Hollywood filmlerinde hani timler odaya girer falan ve ''Clear'' diye bağırırlar da, diğerleri içeri dalarlar ya !
Adam, ''Clear!'', diyor yahu, ''Clean!'' demiyor, kurban oluyum Clear, yani ''açık-saydam-aydınlık-berrak-boş (yani boş-açık bırakılmış, açık tutulan)'' demek. Yani işte o aradığımız herif(ler) yok, yer müsait, dalış serbest vb., gibi...
Son olarak, polis müdürünün para için ihaneti ve gerekçeleri bile alabildiğine yapmacıktı ve aynen Hollywood araklaması tabi... Replikler aynı sanki...Nasıl bir rejisörse, insanda biraz utanma arlanma olur yahu!

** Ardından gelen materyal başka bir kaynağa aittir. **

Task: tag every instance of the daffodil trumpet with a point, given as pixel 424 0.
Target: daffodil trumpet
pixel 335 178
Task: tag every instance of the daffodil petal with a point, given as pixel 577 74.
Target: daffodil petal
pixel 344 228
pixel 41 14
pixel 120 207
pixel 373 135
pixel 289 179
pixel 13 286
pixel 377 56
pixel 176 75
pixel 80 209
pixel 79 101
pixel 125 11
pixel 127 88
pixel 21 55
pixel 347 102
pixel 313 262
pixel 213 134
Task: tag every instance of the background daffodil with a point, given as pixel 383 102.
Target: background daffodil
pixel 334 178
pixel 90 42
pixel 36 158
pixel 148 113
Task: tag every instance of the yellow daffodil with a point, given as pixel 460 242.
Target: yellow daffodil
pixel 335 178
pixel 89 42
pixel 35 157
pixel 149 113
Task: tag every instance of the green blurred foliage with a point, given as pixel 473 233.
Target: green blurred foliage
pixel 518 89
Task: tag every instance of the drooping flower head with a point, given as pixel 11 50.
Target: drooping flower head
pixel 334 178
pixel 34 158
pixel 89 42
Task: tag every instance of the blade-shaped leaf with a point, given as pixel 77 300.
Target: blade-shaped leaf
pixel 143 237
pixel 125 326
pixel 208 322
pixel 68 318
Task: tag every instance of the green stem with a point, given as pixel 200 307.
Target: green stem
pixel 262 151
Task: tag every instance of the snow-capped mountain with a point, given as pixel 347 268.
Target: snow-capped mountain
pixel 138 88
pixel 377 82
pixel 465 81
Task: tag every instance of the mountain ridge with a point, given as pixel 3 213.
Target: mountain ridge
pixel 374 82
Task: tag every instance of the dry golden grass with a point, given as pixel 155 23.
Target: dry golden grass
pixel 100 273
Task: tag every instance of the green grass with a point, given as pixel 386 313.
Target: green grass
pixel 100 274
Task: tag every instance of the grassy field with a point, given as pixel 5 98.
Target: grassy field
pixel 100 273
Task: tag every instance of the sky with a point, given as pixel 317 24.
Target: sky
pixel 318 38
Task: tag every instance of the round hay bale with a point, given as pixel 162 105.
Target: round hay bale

Sahi, tek doğal ve maalesef, böylesi araklama üstadı tın tın rejisörün kurbanı olan oyuncu ise, kadim dostum-arkadaşım Renan Karagözoğlu idi. Kısacık bir rol verilmiş kendisine. Oysa, dikkat çekici, yaşına rağmen hala çok belirgin yakışıklılığı, hal ve hareketleri ve tecrübesiyle Renan polis müdürünü çok daha dikkatli, uygun ve profesyonel biçimde canlandırırdı, gerçi diğer oyuncular ne yapsın, aktörlere bu uyduruk malzemeyi dayatan rejisörün kendisi!
Ama zaten, en büyük hasletlerinden biri Batı dünyası karşısında aşağılık duygusu olan toplumun ürünü rejisör ve senaristten ancak böyle bir mamül çıkması gayet doğal!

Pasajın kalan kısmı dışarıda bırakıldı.